There is an art to it, like getting ready for a date. For at least thirty minutes, after the shower, she will do her hair and makeup and assemble an outfit that looks young and thrown together yet not ridiculous on a 67-year-old woman. Maybe a high-waisted jean and an old sweatshirt. Not the one with Yellowstone Park on it, because it screams touristy, but maybe the 1987 U.S. Open one because vintage. She knows it’s vintage because her granddaughter, who lives in Tucson and who she only sees once a year, tried to walk off with it over Christmas holiday. But sometimes vintage is too self-aware, like one is trying too hard. That’s what Azrael at the Starbucks says, anyway.
She decides on a dark blue crewneck cable-knit sweater. She wore it last Thursday but she figures it’s a long enough time, six days, for Azrael not to remember it. She tops it off with a scuffed pair of Tretorn sneakers, a pair back from when they were popular in the eighties, before they became popular again (also something her granddaughter would have tried to make off with if her feet weren’t a size larger).

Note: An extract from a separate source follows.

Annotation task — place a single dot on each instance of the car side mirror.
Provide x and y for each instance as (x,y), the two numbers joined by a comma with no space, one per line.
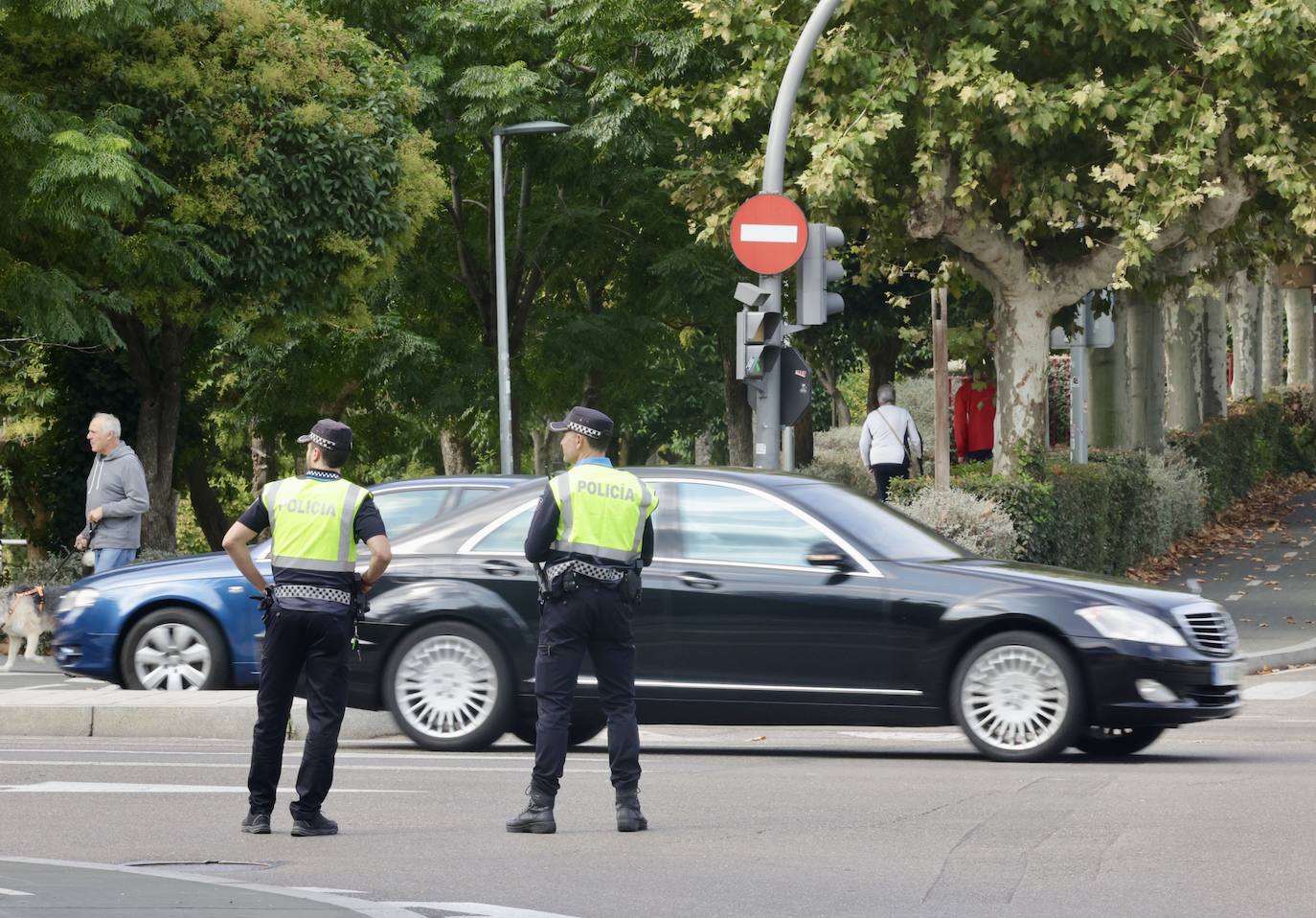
(827,555)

The trick is to pretend she is still here for something. She always brings a book, a fat hardcover from the library with a dust jacket, one she can rest her readers or even her coffee on as she walks evenly, unconcerned, across the coffee shop at the hospital to one of the overstuffed chairs overlooking the atrium. She gets there early, before anyone else can lay claim to the overstuffed chairs, and then she leaves the aforementioned big hardcover on the seat when she ducks into the bathroom a few hours into her stay. Although she’s always careful, before she leaves, she cleans up carefully—no spilled coffee no wet rings on low table before her, no napkin trapped in the couch cushions. She makes sure Azrael sees her leave and says goodbye, and then she goes home and waits until the next day, her nocturnal thoughts filled with outfits, shoe pairings, conversation starters, for when she does it again.
“I know you,” Azrael had said at the counter one day a few months before.
“You do?” At the time, she was neither flattered nor irritated. Merely surprised. “From the morning show?”
“No.” Azrael’s expression went flat, smooth, like pancake batter spreading across the pan. Her eyelids fluttered in confusion. “I mean, I’ve waited on you before.”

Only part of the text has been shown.